The act, dubbed the Cyber Intelligence Sharing and Protection Act (Cispa) is aimed at enabling easier information-sharing between security agencies and private internet firms.
Facebook, AT&T, Intel, Verizon, and Microsoft are among some 800 US-based firms that have reacted positively to the bill, which is due before Congress on 23 April.
In a blog post, Facebook's vice-president of US public policy, Joel Kaplan, said Facebook would continue to safeguard personal information of its 845 million-plus users.
But internet privacy groups claim that Cispa is aimed at file sharers rather than hackers, according to the BBC. Proposals for similar snooping legislation in the UK have also been strongly criticised by civil liberties groups, forcing government to reconsider.
The Electronic Frontier Foundation, the American Civil Liberties Union, the Sunlight Foundation and Avaaz.org have all expressed concerns about the extent to which the US government would be able to monitor private information.
The Sunlight Foundation's John Wonderlich wrote in a blog post that Cispa "is terrible on transparency" and that the shared personal data between firms and the government would be exempt from the Freedom of Information Act (FOIA).

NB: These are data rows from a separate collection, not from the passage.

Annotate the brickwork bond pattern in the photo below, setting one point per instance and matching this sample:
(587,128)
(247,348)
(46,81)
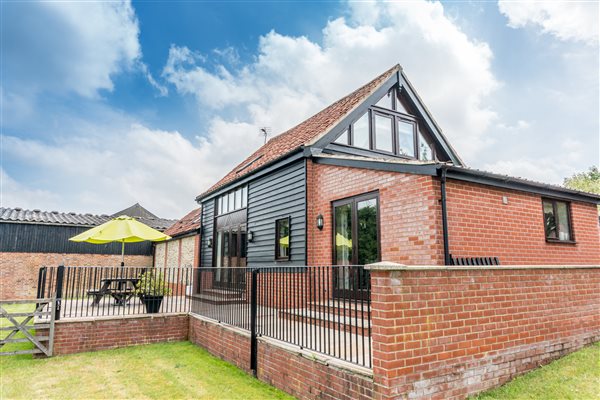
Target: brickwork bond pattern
(19,271)
(450,333)
(76,336)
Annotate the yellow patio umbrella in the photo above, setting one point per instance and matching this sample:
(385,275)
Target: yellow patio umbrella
(122,229)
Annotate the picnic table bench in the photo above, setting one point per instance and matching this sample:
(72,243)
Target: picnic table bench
(120,289)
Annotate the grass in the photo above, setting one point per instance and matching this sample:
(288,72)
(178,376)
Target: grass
(576,377)
(159,371)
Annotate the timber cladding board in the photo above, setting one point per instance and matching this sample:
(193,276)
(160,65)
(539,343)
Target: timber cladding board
(208,214)
(281,194)
(39,238)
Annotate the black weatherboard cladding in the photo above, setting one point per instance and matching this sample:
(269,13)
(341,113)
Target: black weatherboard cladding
(208,214)
(37,238)
(280,194)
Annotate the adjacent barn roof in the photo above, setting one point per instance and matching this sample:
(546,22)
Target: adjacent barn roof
(305,132)
(19,215)
(187,224)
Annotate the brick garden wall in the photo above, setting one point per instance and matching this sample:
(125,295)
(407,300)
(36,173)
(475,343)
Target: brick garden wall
(76,336)
(447,333)
(289,369)
(19,271)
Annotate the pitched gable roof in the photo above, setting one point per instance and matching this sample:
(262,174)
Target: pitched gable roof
(304,133)
(136,211)
(21,216)
(189,223)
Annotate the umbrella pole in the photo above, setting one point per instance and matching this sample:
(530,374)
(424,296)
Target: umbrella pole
(122,253)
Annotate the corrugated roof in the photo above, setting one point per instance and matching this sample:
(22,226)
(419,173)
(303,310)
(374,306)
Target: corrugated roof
(189,223)
(305,132)
(19,215)
(136,211)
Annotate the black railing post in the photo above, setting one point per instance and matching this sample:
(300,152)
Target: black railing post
(41,282)
(41,285)
(59,280)
(253,309)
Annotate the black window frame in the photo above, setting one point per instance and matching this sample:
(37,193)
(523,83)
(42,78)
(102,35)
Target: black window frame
(353,201)
(554,202)
(396,115)
(278,256)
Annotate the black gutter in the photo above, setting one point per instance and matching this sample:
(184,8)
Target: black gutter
(442,175)
(519,184)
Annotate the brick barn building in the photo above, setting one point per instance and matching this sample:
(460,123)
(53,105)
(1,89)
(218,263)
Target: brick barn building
(30,239)
(372,178)
(182,250)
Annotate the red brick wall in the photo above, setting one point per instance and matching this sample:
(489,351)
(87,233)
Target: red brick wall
(410,213)
(447,332)
(480,225)
(308,379)
(285,369)
(76,336)
(19,271)
(230,345)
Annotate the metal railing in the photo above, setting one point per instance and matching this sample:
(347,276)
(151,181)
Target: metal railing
(83,291)
(326,309)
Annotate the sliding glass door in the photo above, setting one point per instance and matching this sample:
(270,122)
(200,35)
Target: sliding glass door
(231,245)
(356,241)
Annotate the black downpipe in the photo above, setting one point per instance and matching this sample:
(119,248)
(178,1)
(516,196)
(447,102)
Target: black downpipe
(447,257)
(253,313)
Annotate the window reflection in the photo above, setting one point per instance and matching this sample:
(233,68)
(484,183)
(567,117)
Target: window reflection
(405,132)
(360,132)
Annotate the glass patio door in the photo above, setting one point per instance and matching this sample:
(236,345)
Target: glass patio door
(231,257)
(356,242)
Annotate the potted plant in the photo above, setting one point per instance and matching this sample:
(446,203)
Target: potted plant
(151,288)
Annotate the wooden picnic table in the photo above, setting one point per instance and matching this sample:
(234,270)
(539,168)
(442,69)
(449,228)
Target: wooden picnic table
(120,289)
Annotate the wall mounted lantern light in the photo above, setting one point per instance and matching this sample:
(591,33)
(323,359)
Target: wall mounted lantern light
(320,222)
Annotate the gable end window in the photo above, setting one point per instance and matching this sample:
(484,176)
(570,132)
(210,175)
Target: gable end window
(386,127)
(282,239)
(557,221)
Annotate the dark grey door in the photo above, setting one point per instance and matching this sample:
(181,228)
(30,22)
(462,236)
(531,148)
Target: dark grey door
(355,242)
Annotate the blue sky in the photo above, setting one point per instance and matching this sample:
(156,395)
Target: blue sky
(108,104)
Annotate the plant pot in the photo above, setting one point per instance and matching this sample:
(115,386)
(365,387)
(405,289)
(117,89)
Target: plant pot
(152,303)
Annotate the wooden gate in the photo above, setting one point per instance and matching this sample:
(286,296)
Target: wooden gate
(24,323)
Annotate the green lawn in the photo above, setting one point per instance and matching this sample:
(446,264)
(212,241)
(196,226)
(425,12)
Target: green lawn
(576,376)
(159,371)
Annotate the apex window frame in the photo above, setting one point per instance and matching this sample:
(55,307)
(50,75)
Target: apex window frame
(396,116)
(278,255)
(557,221)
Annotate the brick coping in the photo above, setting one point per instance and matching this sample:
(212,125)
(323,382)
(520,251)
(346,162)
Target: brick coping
(118,317)
(305,353)
(391,266)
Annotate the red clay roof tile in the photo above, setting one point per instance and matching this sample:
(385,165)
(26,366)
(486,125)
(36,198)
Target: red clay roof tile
(303,133)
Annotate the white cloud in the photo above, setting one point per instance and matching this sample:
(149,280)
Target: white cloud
(567,20)
(13,193)
(293,77)
(103,172)
(548,169)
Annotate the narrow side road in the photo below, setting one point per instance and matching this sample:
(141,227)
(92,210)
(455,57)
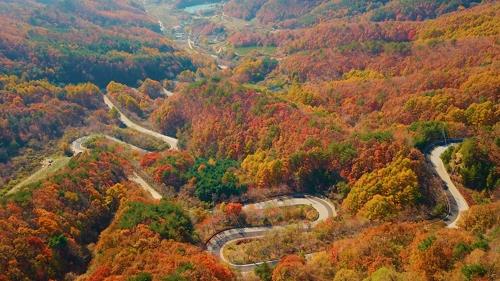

"The FOIA is, in many ways, the fundamental safeguard for public oversight of government's activities. Cispa dismisses it entirely, for the core activities of the newly proposed powers under the bill," he wrote.
The Electronic Frontier Foundation (EFF) said in a statement on its website that the language used in the act was too vague.
"The broad language around what constitutes a cyber-security threat leaves the door wide open for abuse," the EFF said.